There’s lots of information on the interweb for Mastering Engineers (MEs) about mastering for streaming, but I still see a lot of questions about levels for streaming. This needs to be cleared up. I think the confusion exists because the information is a bit disjoined, so here’s my attempt to clean it all up for you so you can just go ahead and master songs without worrying about levels.
This article applies to any streaming service, Spotify, Apple Music, Tidal, YouTube etc, but I’ll be using actual figures from Spotify as they’ve publically provided the most detail on how their systems work. This will give you concrete information to work with, and you can use the following techniques to work with any streamer.
If you don’t want to read through all of the detail, you can jump to the takeaway here, otherwise read on.
A ME has two possibly conflicting roles. First is to make the music in front of you sound as good as possible to your, and/or your client’s ears. This is the creative part. Second is to make sure that the finished work is technically competent for mass release. This is the engineering part.
As we can see below, most of you have had the engineering part pretty easy for the last few decades, streaming requires you to pick your game up a bit 🙂
A long long time ago, in a studio far, far away
To be a ME meant working with vinyl, a compromised medium. You needed a creative head to exploit the vagaries of the medium, and a solid engineer head to make sure it would work. Levels, average and peak were very important, and if you got it wrong, either the tracks you’d been working on wouldn’t actually fit on the album, or the record would be unplayable – the needle would literally jump out of the groove!
For the last 40 years however we’ve all been working with digital files on CD. Now anything you did in the studio, anything stored on your DAW would be faithfully transcribed onto a CD.

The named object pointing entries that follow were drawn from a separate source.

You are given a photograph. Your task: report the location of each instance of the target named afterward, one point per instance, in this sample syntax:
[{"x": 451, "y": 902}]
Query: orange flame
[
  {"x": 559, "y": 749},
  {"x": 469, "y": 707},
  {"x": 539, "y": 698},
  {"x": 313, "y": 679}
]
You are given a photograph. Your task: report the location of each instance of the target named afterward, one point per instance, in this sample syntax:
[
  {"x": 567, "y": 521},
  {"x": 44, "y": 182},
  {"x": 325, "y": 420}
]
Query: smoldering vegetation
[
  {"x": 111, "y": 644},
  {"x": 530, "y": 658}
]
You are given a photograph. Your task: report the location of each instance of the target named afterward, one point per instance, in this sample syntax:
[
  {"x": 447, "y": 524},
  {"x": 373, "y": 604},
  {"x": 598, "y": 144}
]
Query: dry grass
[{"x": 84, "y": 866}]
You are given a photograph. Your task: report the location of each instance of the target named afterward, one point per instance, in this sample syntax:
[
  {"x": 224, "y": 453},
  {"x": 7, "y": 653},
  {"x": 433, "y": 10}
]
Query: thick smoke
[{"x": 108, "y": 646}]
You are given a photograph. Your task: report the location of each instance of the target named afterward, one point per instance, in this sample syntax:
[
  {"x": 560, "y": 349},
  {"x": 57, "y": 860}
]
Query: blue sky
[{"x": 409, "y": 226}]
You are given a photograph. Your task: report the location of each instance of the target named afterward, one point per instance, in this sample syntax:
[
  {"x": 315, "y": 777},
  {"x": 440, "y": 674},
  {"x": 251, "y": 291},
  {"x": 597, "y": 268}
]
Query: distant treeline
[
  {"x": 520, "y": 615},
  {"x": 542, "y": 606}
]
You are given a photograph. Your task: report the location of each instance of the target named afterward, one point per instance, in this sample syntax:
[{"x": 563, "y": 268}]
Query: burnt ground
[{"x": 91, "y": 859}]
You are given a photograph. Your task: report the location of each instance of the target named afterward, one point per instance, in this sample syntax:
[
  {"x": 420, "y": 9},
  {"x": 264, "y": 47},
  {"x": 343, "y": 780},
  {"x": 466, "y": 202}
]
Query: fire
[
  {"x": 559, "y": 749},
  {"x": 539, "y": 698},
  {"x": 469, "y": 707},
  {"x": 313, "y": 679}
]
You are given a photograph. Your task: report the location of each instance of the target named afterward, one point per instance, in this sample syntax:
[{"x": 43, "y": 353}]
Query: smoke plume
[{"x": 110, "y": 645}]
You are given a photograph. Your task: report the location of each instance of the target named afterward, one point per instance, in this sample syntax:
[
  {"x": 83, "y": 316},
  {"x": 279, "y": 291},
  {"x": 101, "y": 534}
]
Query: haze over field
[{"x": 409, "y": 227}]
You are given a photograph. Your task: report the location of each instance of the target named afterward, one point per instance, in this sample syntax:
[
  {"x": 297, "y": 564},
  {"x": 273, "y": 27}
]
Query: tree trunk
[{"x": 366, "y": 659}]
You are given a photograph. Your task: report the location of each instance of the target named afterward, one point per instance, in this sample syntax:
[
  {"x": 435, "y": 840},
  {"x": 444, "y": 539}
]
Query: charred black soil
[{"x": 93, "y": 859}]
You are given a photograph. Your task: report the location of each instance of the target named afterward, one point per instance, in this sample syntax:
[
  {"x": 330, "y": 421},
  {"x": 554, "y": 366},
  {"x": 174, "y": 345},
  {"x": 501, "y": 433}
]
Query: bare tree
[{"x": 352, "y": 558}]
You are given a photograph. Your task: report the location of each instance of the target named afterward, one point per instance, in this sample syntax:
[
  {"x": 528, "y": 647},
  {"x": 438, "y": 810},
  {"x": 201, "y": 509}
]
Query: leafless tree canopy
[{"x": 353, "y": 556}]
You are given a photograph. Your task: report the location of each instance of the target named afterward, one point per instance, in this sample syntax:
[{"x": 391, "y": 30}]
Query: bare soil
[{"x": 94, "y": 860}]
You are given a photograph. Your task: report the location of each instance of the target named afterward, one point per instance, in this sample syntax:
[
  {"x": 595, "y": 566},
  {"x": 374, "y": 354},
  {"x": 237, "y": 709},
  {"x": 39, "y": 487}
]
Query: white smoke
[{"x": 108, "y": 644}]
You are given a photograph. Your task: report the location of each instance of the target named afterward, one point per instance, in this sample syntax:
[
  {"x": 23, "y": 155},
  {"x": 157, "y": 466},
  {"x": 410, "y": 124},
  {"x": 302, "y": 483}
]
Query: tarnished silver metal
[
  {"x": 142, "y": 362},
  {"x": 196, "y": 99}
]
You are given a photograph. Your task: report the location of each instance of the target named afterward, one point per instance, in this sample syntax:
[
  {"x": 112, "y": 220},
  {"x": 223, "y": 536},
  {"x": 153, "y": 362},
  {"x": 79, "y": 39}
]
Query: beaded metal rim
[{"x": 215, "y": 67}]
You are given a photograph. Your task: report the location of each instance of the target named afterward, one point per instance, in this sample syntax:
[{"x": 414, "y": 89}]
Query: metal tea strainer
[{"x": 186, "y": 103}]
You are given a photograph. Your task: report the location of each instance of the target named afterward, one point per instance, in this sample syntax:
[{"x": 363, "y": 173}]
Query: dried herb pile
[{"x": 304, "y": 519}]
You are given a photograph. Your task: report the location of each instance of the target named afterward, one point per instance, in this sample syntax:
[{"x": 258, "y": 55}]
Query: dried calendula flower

This meant you could use any level, clip on your ADCs or ITB with levels or limiters, and the CD didn’t care. Creatively you could so what you wanted. Technically, the job was trivial – as long as you fed the CD output software with the right information and copied it right, it was job done.
Of course this ultimately led to the loudness wars, where MEs were instructed by the labels and/or clients to compress the life out of the music, to make it as loud as possible on the CD. The CD happily obliged. In the real world however, broadcasters started to normalise the music, so it was broadcast able, and also applied their own loudness algorithms to compete with other stations. Oh happy days.
The users in turn started to get irritated. Super loud adverts, everything sounding the same etc etc. It didn’t help that they all seem to have an aversion to using the volume controls on their music players to adjust levels.
Also behind the scenes, you probably weren’t aware that clipped music on your CDs might sound different when it was played on consumers CD players. More on this later on.
Cometh the Streamers
Streaming has always been sold as being on the consumer’s side, not the artists or engineers. They strive to make the whole process as easy as possible for the consumer. Part of this is loudness normalisation, where as you stream playlists of any combination of music in the world, the music player adjusts the volume, so they all sound roughly the same level. This means that a loud CD track plays out at the same level as quieter, more dynamic CD track.
It’s this level normalisation that has caused all of the confusion, with MEs not quite sure what levels to master for streaming. Actually it’s quite easy.
This is how Spotify does it. Note, I don’t love Spotify, they are just more candid publically on their processes than the others, so it’s easier to explain. This is how it works
- You send your master to Spotify as a Flac file ideally. At this point it is exactly the same as your studio master
- If needed, they sample rate convert it to 44.1KHz. The bit depth is maintained. i.e you supply it as a 192KHz 24 bit file, they end up with a 44.1KHz 24 bit file
- They convert it to multiple compressed formats. This is because the format you listen to depends on the player (Web or App), how much you pay (free or paid) and what settings you choose (low, high, very high). They make AAC 128, and 256 kbps files and Ogg/Vorbis 96, 160 or 320 kbps files
- They run a level detecting bit of software that works out the average loudness in integrated LuFs, of the compressed file, and it attaches this number as metadata in the compressed file
At this point, it’s important to note that your file has not been level adjusted or limited, just converted to a lossy format. There is a danger point here however – see Clipping later on.
On the user side:
- The user plays out the file on their phone, PC, whatever. The compression quality they hear is determined by point 3 above (which is why Spotify sounds different depending on how you listen to it)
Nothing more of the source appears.